The number of darts that would land in the circle is proportional to its area. If it were a very small circle, much lesser darts would land in the circle and if it circumscribed the square, all the darts that landed in the square would land in the circle. So you get a fair idea of what I mean when I say that the area of the circle gives a measure of the probability that a dart would land within the circle.

Now the ratio of the number of darts in the circle divided by the number of darts in the square will give us 1/4th the value of pi. However, how do we estimate the number of points that are within the unit circle? All the randomly generated (x,y) pairs that satisfy the condition x^2+y^2 <=1 are within the unit circle.

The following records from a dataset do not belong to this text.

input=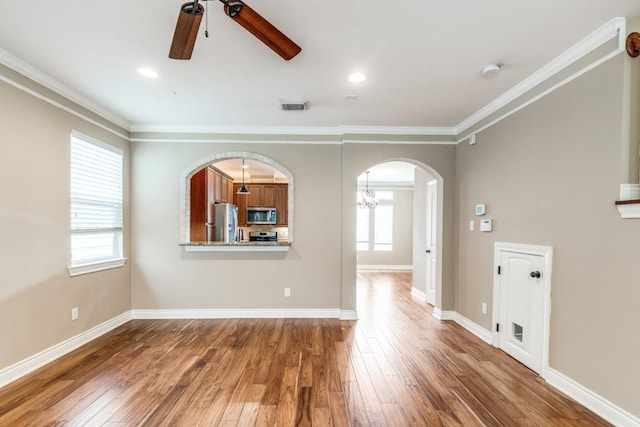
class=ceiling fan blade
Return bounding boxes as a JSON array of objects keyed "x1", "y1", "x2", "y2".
[
  {"x1": 224, "y1": 2, "x2": 302, "y2": 61},
  {"x1": 169, "y1": 1, "x2": 204, "y2": 59}
]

If you don't believe me, here is some R code that will do it for you.

x<-runif(100000,min=-1,1)
y<-runif(100000,min=-1,1)
z=x^2+y^2 

plot(x[which(z>1)],y[which(z>1)],pch=".",col="magenta")

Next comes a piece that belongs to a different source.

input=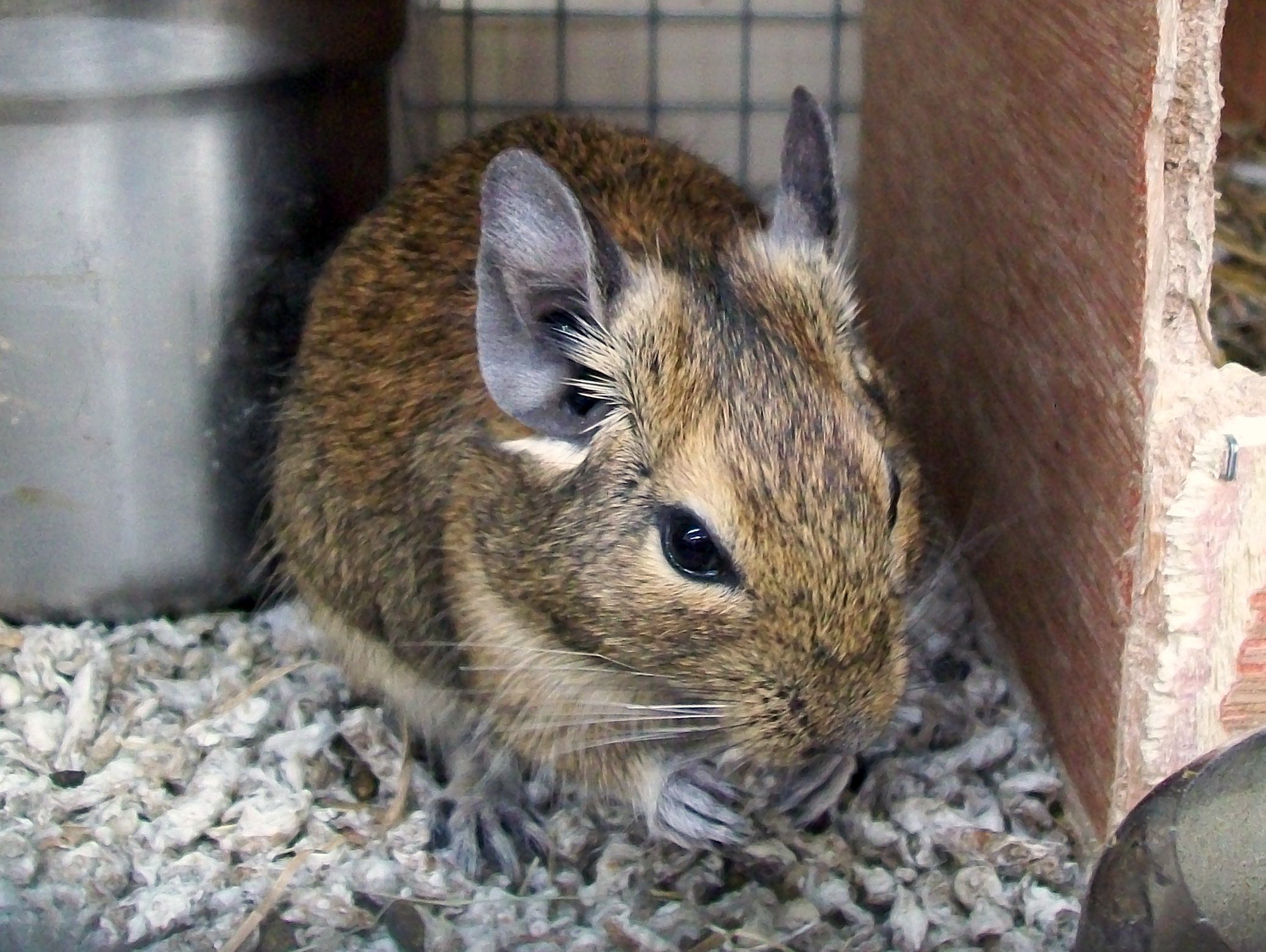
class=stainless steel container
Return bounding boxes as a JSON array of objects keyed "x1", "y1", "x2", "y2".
[{"x1": 0, "y1": 0, "x2": 404, "y2": 620}]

points(x[which(z<=1)],y[which(z<=1)],col="cyan",pch=".")
 

First let's see where all the randomly generated (x,y) co-ordinates with a value greater than 1 for the function x^2+y^2 go in the plot. As you can clearly see, all the points in magenta have fallen outside the circle, this means that if you plot the other points in cyan they will all be inside the circle. So our uniformly distributed points have more or less fallen into shapes proportional to their respective areas. Now if we take the ratio of the number of points to have fallen within the circle and within the square (that is the total number of points generated) and multiply this number by 4 we will get an approximation of the value of pi.

So this gets you motivated for the next part which is simple and where we obtain an estimate of pi using simply the ratio of the counts of these points. This value of pi is close but it isn't exactly pi (3.1415926), which means that our measure of pi has some uncertainty, so we go about trying to quantify this uncertainty, since what we did was a stochastic simulation we need to perform more runs of the same simulation so that we get an estimate of how much does the value of pi oscillate around the real value.

length(which(z<=1.0000000))/length(z))*4.0000000

[1] 3.14112

Now we repeat this process say 1000 times and we store the value of pi obtained for each iteration in a vector. After the 1000 runs are over, we look at the distribution of the value of pi over the course of 1000 runs. So now the error in measurement is the standard deviation of the distribution of pi. You can see in the histogram styled density plot that the mean value of the density which is the peak, coincides with the point on the x-axis where the real value of pi must be. This concept is similar to how you estimate a statistic like the Standard Error of Mean (SEM), so you repeatedly take values of the statistic by random sub-sampling, then the distribution of the sub-sampled statistics gives you the standard deviation of the statistic which if it turns out to be the mean is called SEM.

pi<-vector()

pb<-txtProgressBar(1,1000,style=3)
for(i in 1:1000)
{
setTxtProgressBar(pb,value=i)
x<-runif(1000000,min=-1,1)
y<-runif(1000000,min=-1,1)
z=x^2+y^2
pi[i]=(length(which(z<=1.0000000))/length(z))*4.0000000
}

# The mean value of this distribution of "pi-es" will be the value that is closest to pi

 plot(density(pi),col="red",type="h")
 
mean(pi)
3.141579 # which is pretty close to the real value
 

> sd(pi)
[1] 0.001547173

# is the measure of our error in the sampling statistic that we used to estimate the value of pi, we can improve the estimate of the value of pi by increasing both the number of points used as darts in the simulation and also the number of iterations for which we repeat the complete process.